The front door opens with a pop of insulation foam; Granny Gilbert liked her home to be hermetically sealed from every possibility of draught. I’d claim she was an early environmentalist
if it weren’t for the evidence in her undersink cupboard of the world’s largest store of aerosol cans, promising to buff every possible surface to a reflective shine. Although
I’ve kept the doors and windows open every day since I arrived, the house still reeks of chemicals – Misters Sheen and Muscle are my new housemates – and both Minnie and I sneeze
every time we step into the hall.
I head straight for the back door to fling it wide open.
Granny Gilbert’s garden is nothing special, just a square of patio surrounded by some scrubby rose bushes that Mum has hacked down to stumps, but I feel astonished every time I see the
view. It’s like walking through the wardrobe into Narnia. Fooled by the drab interior of the bungalow, you don’t expect to be presented with a scene straight from a watercolour
painting. The hill drops down towards the town, the streets as clearly laid out below us as if they were marked on a map, and beyond them the flat, grey sea stretches to the horizon, flashing and
glittering when the sun breaks through the clouds. To the right, houses further up the hill block the view towards the Undercliff, but to the left the eye follows the rise of the cliffs up past
Black Ven and Stonebarrow to the Golden Cap, its sandy peak yellow and bright against the dark sky.

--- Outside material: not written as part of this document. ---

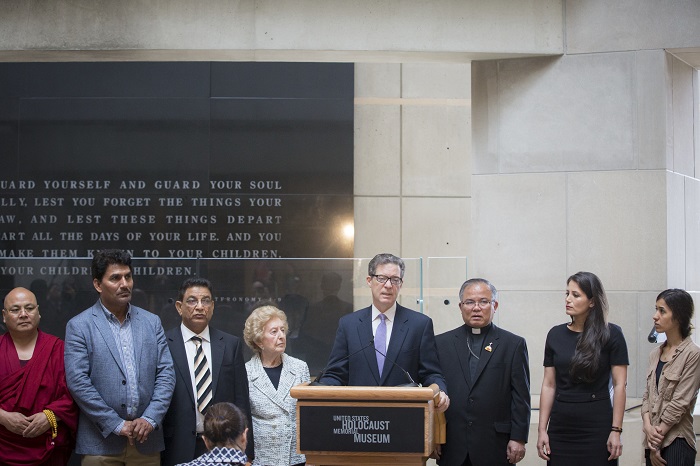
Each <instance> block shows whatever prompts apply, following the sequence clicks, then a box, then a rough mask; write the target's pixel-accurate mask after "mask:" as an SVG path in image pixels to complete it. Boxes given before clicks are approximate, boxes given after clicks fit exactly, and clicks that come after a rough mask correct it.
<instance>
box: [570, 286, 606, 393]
mask: <svg viewBox="0 0 700 466" xmlns="http://www.w3.org/2000/svg"><path fill="white" fill-rule="evenodd" d="M572 281H573V282H574V283H576V284H577V285H578V286H579V288H581V291H583V292H584V294H585V295H586V297H588V299H590V300H592V301H593V307H591V309H590V311H589V312H588V317H587V318H586V322H585V323H584V325H583V333H581V336H580V337H579V339H578V342H577V343H576V351H575V352H574V357H573V358H571V365H570V366H569V373H570V374H571V378H572V379H573V380H574V381H575V382H587V383H588V382H592V381H593V380H594V379H595V376H596V373H597V372H598V369H599V367H600V353H601V350H602V349H603V346H605V344H606V343H607V342H608V339H609V338H610V329H609V328H608V298H607V297H606V296H605V290H604V289H603V284H602V283H601V282H600V279H599V278H598V277H597V276H595V274H592V273H591V272H577V273H575V274H573V275H572V276H570V277H569V279H568V280H566V284H567V285H568V284H569V282H572ZM572 321H573V318H572Z"/></svg>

I can feel my heart lift; it’s strange how a view can do that to you. Maybe it’s something that happens when you get older. I don’t remember being awed by the scenery when I
visited Granny Gilbert as a child – the biscuit cupboard was my main focus then – but every time I step into the garden now I understand all over again why someone would move to one of
these plain, ugly bungalows. Once you’re inside, you don’t have to look at it, and from the garden you can feel like you’re flying over the town.
‘Sandy, dear? Is that you?’
Minnie starts as a voice calls out from behind the rose bushes. She runs back to hide behind my legs.
‘Hello?’ I say to the shrubbery. ‘It’s not Sandy, it’s her daughter, Kate.’ I haven’t yet met a single neighbour but, to be honest, I have kept my head
down every time I’ve left the house, unwilling to meet anyone’s eyes in case I’m drawn into a conversation. I’d rather not have to explain my circumstances to everyone in
Lyme.
I hear the harsh scraping sound of something metallic being dragged across paving stones, and then a muffled grunt. Two gnarled brown hands, a flaming red nail on each finger, grasp the top of
Granny Gilbert’s garden fence with purpose. Rising up behind them, like the sun over the horizon, is a lavishly rubber-petalled orange swimming hat. And finally, a face, wrinkled and tanned
to the consistency of biltong, in which two dark eyes twinkle brightly.